Our study identified the best avirulence gene candidate in M.larici-populina so far, based on the survey of genomic diversity. By considering samples framing narrowly the supposed date of the resistance breakdown, we maximized power to identify the causal locus. Our study illustrates the benefit of monitoring the diversity of pathogens through collections of living samples, in order to trace back any significant evolutionary transition that may occur. In complement, we combined a set of complementary genome scan methods to increase accuracy of the screen for adaptation. Our study suggests that features of the pathogen life-cycle such as sexual reproduction, high dispersal, and high levels of diversity foster fast adaptation while resulting in a genetically diverse virulent population which has lost virtually none of its potential for further adaptation.

Materials and Methods

Fungal Material

Four samples were designed based on the population structure previously described in Persoons et al. (2017) (supplementary table 1, Supplementary Material online). All isolates of samples Avr1993 and Wild2008 have been collected in one location, in the North-East of France for Avr1993 and in the South-East for Wild2008. Isolates from samples Vir1994 are spread over the North-East of France and a Belgian location. Isolates of the Vir1998 samples come from two locations, included in the sampling area of Avr1993. We extracted isolates from a collection available in the laboratory. Note that M. larici-populina isolates are isolated at a stage of their life cycle where they are dikaryotic (two unmerged nuclei per spore cell) and can therefore be treated as diploid. To ensure their purity, genotyping was performed using 25 microsatellite markers with the method used in Persoons et al. (2017). Virulence profiles were characterized on a differential set of nine poplar genotypes each carrying a single qualitative resistance to M.larici-populina (RMlp1: Populus × euramericana “Ogy”; RMlp2: P. × jackii “Aurora”; RMlp3: P. × euramericana “Brabantica”; RMlp4: P. × interamericana “Unal”; RMlp5: P. × interamericana “Rap”; RMlp6: P. × interamericana “84B09”; RMlp7: P. × interamericana “Beaupré”; RMlp8: P. × interamericana “Hoogvorst”; RMlp9: P. deltoides “L270-3”) and on the universal susceptible cultivar P. × euramericana “Robusta” as positive control. Poplar plants were grown during 2–3 months in a glasshouse at 20–24 °C, with a 16-h photoperiod, as previously described in Pernaci et al. (2014). We excised 12-mm discs on leaves (index 7–14) and placed them in flotation on deionized water in 24-well polystyrene cell culture plates, abaxial surface up. A suspension (approximately spores/ml) of each strain was deposited as 1-µl droplets on each disc. Culture plates were incubated for 13 days at 19 ± 1 °C under continuous illumination before scoring.
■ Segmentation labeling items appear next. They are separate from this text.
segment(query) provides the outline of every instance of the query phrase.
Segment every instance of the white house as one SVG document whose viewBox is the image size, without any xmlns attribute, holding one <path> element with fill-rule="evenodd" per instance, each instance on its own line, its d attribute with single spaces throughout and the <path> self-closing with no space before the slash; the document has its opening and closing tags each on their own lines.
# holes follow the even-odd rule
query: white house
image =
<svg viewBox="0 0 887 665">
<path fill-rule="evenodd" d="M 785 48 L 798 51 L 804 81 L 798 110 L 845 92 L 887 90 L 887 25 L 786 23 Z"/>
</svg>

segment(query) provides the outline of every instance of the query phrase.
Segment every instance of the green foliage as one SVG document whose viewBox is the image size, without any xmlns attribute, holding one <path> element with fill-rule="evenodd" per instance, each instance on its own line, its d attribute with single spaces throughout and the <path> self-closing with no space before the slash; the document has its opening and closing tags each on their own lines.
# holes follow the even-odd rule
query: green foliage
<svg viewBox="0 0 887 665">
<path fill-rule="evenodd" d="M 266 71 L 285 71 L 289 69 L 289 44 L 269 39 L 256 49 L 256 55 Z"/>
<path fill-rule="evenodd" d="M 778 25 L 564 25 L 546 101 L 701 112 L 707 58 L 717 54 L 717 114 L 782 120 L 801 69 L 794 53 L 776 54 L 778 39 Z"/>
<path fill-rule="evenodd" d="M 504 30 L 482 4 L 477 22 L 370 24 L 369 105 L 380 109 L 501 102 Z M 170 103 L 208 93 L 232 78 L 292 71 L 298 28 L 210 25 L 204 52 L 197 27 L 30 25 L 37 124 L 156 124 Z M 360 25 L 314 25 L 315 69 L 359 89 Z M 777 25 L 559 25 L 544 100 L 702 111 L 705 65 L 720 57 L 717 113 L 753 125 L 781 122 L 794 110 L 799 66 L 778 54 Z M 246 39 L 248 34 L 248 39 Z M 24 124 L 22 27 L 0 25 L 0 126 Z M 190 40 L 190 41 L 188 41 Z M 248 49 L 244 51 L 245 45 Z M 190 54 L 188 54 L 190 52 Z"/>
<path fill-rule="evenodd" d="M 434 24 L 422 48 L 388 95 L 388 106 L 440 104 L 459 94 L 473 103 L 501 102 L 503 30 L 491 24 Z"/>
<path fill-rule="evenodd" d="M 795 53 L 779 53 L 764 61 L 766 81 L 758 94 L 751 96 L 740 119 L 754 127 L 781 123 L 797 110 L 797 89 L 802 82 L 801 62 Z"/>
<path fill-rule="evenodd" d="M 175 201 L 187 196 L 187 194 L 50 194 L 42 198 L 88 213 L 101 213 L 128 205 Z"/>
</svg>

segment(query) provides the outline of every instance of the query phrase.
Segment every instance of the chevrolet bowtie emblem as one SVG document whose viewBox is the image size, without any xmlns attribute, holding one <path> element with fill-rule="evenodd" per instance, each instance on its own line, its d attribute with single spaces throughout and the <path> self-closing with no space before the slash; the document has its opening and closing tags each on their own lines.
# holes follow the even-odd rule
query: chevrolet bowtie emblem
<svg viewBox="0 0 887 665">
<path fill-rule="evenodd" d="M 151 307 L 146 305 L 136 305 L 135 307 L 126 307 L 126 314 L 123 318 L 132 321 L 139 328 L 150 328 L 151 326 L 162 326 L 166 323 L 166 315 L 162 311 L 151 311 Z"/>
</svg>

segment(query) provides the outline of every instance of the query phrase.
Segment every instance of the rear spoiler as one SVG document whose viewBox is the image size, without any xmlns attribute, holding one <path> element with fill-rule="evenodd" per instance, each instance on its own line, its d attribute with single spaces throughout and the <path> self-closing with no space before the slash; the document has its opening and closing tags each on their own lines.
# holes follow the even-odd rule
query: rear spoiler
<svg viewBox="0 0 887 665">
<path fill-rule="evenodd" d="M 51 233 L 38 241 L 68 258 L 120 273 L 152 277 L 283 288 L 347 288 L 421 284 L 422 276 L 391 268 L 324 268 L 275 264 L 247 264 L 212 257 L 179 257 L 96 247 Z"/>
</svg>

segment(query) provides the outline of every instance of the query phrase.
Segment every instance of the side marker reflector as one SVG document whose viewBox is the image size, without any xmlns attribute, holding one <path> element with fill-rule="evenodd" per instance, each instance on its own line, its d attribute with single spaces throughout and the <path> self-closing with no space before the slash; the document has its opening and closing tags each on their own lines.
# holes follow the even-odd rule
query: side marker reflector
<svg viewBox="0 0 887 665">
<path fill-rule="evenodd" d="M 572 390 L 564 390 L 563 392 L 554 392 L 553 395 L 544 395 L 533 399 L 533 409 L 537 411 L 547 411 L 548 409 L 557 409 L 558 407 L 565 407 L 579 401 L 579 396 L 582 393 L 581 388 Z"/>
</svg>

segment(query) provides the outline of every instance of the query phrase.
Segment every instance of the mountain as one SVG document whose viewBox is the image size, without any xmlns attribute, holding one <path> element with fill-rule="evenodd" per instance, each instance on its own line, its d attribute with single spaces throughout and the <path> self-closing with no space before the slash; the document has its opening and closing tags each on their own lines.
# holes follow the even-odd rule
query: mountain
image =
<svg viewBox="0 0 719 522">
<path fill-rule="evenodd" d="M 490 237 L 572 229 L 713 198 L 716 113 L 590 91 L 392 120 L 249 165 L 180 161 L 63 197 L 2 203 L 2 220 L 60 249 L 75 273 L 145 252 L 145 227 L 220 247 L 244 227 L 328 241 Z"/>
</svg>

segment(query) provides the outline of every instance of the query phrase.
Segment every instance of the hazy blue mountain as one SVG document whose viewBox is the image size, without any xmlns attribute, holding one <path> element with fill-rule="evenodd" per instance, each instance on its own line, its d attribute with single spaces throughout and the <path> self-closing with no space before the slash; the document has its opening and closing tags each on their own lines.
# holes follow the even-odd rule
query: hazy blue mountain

Isolates resulting in at least ten pathogenic lesions per leaf disk were scored as virulent with respect to the corresponding resistance. Three replications were performed. The virulence profile of the isolates was determined and showed that all isolates from the Avr1993 and Wild2008 samples were avirulent whereas all isolates from the Vir1994 sample were virulent as well as all but one from the Vir1998 sample (supplementary table 1, Supplementary Material online).

DNA Isolation

The DNA isolation method was performed on 50 mg of urediniospores as previously described in Pernaci et al. (2014) and Persoons et al. (2014). Quality and quantity of recovered high-molecular weight DNA was assessed by electrophoresis on agarose gel, by spectrophotometry (Nanodrop, Saint-Remy-lès-Chevreuse, France) and with the QuBit fluorometric quantitation system (Life Technologies, Villebon-sur-Yvette, France).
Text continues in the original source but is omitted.